November 4, 2009 / 11:30 AM / 10 years ago

Sri Lanka police fire water cannon at protesters

COLOMBO (Reuters) - Sri Lankan police fired tear gas and water cannon on Wednesday to stop unemployed graduate protesters entering a high security area near President Mahinda Rajapaksa’s official residence.

Police take up position as students from a group of universities hold a puppet of Sri Lanka President Mahinda Rajapaksa during a protest in Colombo October 28, 2009. Sri Lankan police fired tear gas and water cannon on Wednesday to stop unemployed graduate protesters entering a high security area Rajapaksa's official residence. REUTERS/Stringer

Rajapaksa has been riding a wave of popularity since the defeat of Tamil Tiger rebels in May ended a 25-year civil year, but is now coming under pressure from protests and strikes by trade and student unions ahead of elections in early 2010.
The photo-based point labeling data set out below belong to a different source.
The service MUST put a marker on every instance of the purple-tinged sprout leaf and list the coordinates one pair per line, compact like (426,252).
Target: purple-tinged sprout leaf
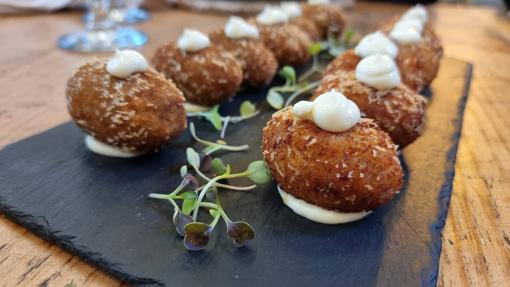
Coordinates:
(205,163)
(240,232)
(212,193)
(188,203)
(180,221)
(196,235)
(192,179)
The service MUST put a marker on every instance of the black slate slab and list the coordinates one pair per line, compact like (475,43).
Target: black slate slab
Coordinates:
(97,208)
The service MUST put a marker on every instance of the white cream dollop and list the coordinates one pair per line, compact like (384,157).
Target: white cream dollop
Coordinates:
(406,32)
(376,43)
(272,15)
(125,63)
(378,71)
(418,12)
(193,40)
(319,214)
(293,9)
(331,111)
(106,149)
(318,2)
(238,28)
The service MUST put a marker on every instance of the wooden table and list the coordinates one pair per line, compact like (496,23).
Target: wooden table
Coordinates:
(476,245)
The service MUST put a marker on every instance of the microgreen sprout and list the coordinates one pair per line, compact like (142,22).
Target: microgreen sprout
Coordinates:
(247,110)
(275,95)
(214,146)
(201,191)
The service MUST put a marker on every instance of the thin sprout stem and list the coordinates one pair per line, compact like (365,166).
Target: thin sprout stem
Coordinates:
(303,90)
(224,127)
(209,143)
(209,185)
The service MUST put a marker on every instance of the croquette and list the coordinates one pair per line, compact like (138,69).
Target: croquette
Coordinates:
(139,114)
(350,171)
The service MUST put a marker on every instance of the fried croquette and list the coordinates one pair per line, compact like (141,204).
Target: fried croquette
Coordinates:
(138,114)
(206,77)
(328,18)
(351,171)
(399,111)
(258,63)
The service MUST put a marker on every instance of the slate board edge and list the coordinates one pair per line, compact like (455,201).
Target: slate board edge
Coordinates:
(39,226)
(445,193)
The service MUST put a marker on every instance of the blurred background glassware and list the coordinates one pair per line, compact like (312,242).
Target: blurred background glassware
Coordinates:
(128,12)
(101,33)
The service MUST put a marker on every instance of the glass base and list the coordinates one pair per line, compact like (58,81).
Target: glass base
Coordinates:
(103,40)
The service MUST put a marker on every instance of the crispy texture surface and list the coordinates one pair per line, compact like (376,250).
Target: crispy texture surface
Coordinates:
(418,63)
(350,171)
(140,113)
(328,18)
(288,43)
(258,62)
(400,111)
(206,77)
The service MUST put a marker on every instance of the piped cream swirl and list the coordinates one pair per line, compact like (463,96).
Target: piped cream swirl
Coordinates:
(331,111)
(376,43)
(125,63)
(378,71)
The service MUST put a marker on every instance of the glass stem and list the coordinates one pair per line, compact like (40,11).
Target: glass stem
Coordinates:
(99,20)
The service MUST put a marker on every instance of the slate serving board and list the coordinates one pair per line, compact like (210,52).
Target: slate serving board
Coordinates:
(97,208)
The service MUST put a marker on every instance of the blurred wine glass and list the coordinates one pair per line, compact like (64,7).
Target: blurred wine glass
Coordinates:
(101,33)
(128,12)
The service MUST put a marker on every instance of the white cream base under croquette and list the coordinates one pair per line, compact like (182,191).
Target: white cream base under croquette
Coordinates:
(318,214)
(192,108)
(106,149)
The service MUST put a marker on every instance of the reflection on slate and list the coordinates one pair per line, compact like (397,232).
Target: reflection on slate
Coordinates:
(97,208)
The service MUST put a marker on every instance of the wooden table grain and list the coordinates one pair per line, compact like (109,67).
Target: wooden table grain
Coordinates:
(476,238)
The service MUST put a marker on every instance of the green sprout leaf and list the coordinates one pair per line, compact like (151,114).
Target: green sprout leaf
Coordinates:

Unemployed graduates, who have been staging rolling protests for the past 29 days demanding decent jobs, said they were attacked by the police when the tried to go to the president’s house to meet him and discuss their problem.

“The Rajapaksa government’s police attacked us with tear gas and water cannons,” Dhammika Munasinghe, media spokesman for the Unemployed Graduate Union, told Reuters. “We will not move from this place up until we meet the president.”

After a stand-off of more than four hours, police fired tear gas, rubber bullets, and water cannon to disperse the protesters, who caused a huge traffic jam in the commercial heart of Colombo.

A Reuters witness said at least 10 protesters were injured. The union said six graduates were hospitalised in the earlier clash.

Police said they were forced to use tear gas and water cannon to stop the protest march and defend themselves.

“They were trying to enter into a high security zone and they also attacked some police officers,” Nimal Mediwake, a police spokesman, said.

The protesters are backed by a Marxist opposition party, Janatha Vimukthi Peramuna (JVP), a former Rajapaksa ally that helped him to win the presidency in 2005.

Sri Lanka has a long history of protests and strikes by trade and student unions before elections, and the JVP is expected to use its widespread union influence to counter Rajapaksa’s post-war popularity in the run-up to national polls.